= Vivian O'Brien =

American applied mathematician and physicist (1924–2010)

Vivian "Vob" O'Brien (1924 – December 24, 2010) was an American applied mathematician and physicist whose research included fluid dynamics and visual perception. She worked for many years as a researcher at Johns Hopkins University, and is the namesake of the Craik–O'Brien–Cornsweet illusion.

==Education and career==
O'Brien was originally from Baltimore, and was educated at Eastern High School (Baltimore) and then Goucher College, where she earned a bachelor's degree in mathematics in 1945. Because of World War II, technical jobs were open to women at the time, and she began working in aerodynamics as a computer for the Glenn L. Martin Company. She became a research assistant in aerodynamics at Johns Hopkins University in 1947, and while doing so earned two master's degrees, in mathematics in 1950 and in engineering aeronautics in 1954.
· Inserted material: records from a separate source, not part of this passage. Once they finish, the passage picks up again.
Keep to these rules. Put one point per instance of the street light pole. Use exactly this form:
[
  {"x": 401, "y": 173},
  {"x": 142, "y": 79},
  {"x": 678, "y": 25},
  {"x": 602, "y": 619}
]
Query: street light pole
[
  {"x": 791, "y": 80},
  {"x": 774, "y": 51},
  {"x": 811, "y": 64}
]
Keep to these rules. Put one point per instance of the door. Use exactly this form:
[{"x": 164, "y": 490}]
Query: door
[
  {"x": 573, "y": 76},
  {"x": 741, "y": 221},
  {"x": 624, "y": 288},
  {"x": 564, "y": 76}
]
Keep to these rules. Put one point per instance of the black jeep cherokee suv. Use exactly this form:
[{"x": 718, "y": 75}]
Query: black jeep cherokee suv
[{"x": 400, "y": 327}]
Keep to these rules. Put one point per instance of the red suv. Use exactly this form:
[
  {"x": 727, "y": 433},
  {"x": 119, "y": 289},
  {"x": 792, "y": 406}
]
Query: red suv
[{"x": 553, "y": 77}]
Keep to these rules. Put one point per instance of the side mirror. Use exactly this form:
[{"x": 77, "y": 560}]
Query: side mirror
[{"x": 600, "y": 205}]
In 1955 she became a principal staff physicist at the Eisenhower Research Center of the Johns Hopkins Applied Physics Laboratory, a position she kept for over 30 years until her retirement in 1986. She completed a Ph.D. in fluid mechanics in 1960, becoming the first female employee of the Applied Physics Laboratory with a doctorate.

==Research==
O'Brien's research included aerodynamics, magnetohydrodynamics, fluid dynamics, the flow of blood through the human eye, and visual perception. She is the namesake of the Craik–O'Brien–Cornsweet illusion in the optical perception of brightness.

==Recognition==
O'Brien was named a Fellow of the American Physical Society (APS) in 1976, following a nomination by the APS Division of Fluid Dynamics.